Charles first sent this email
and the followed up with the second email


First Email:
If you'll give me a more specific example of the math, I may be able
to help you with a method. The solution depends mostly on the range
of measurement (the maximum count from the encoder).

Can you just scale everything up to work in Word variables? If all
you need a resolution of .001, you can use a 16 bit integer to hold a
number up to 65.535.

In this case, the math to convert the encoder count to the scaled
decimal would be:

decimal = count ** 25802 ' same as (count * 25802 / 65536)

See the Upper 16 multiply operator (**) in section 4.17.1 of the
manual.

Since the count can't be allowed to exceed 65535 in this calculation,
the resulting scaled decimal number will max at 25801 (25.801).

This same method could (probably) be expanded to use 32-bit numbers.

If you can help me understand what you need, I can either give you
some math or estimate consulting time to do it for you (depending on
the scope).
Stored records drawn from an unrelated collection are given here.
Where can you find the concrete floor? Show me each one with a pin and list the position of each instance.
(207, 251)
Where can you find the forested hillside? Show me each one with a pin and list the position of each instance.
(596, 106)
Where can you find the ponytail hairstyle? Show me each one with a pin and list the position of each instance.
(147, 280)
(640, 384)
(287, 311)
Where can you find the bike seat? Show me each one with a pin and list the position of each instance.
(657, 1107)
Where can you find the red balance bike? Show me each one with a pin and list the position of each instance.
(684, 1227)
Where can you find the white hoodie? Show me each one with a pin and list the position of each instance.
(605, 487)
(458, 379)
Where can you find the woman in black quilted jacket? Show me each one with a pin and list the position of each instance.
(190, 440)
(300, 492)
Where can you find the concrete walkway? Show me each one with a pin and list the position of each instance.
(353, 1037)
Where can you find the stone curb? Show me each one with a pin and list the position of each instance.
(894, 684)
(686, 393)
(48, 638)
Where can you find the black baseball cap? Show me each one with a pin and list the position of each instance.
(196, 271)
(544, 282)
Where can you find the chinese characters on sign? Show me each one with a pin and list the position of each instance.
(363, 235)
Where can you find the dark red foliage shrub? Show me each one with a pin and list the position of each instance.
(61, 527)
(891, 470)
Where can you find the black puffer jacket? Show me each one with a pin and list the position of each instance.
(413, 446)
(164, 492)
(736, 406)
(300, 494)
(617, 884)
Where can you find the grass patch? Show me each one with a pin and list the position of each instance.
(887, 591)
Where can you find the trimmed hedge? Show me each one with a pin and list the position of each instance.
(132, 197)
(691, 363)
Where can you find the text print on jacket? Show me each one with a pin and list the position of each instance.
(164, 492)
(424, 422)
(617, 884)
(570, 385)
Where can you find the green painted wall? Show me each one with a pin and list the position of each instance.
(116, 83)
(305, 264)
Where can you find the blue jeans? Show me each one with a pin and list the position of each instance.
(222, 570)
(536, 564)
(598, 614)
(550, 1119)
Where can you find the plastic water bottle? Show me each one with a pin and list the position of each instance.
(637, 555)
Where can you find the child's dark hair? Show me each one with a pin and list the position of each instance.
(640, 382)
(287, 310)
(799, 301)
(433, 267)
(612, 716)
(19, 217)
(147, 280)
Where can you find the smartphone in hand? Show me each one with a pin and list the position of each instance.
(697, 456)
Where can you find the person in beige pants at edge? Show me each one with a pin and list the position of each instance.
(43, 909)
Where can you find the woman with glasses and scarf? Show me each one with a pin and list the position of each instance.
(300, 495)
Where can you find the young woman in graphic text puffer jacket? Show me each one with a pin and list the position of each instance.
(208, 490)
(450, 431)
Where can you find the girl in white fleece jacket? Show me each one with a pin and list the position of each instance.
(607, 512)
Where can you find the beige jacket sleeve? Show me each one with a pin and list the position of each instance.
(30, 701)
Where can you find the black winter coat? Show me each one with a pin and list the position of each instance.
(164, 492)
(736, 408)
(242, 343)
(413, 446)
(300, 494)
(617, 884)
Shoot some holes in my method above and I'll try to
overcome.

Charles Leo
microEngineering Labs, Inc.
http://microengineeringlabs.com


Second Email:
The ** operator multiplies two 16-bit numbers and then returns only
the top half of the 32-bit result.

You can think of this as a normal multiply that has a built-in
division by 65536 to shrink the number into 16-bits.

x = y ** 25802

can also be written (outside of PBP) as:

x = (y * 25802) / 65536

Since you needed (x = y * .3937), I did the math to come up a number
that would equal .3937 when divided by 65536:

x / 65536 = .3937

Solving for x, the result is 25801.52. Rounding to the next highest
integer yielded 25802.

Charles Leo
microEngineering Labs, Inc.
http://microengineeringlabs.com



Thanks to all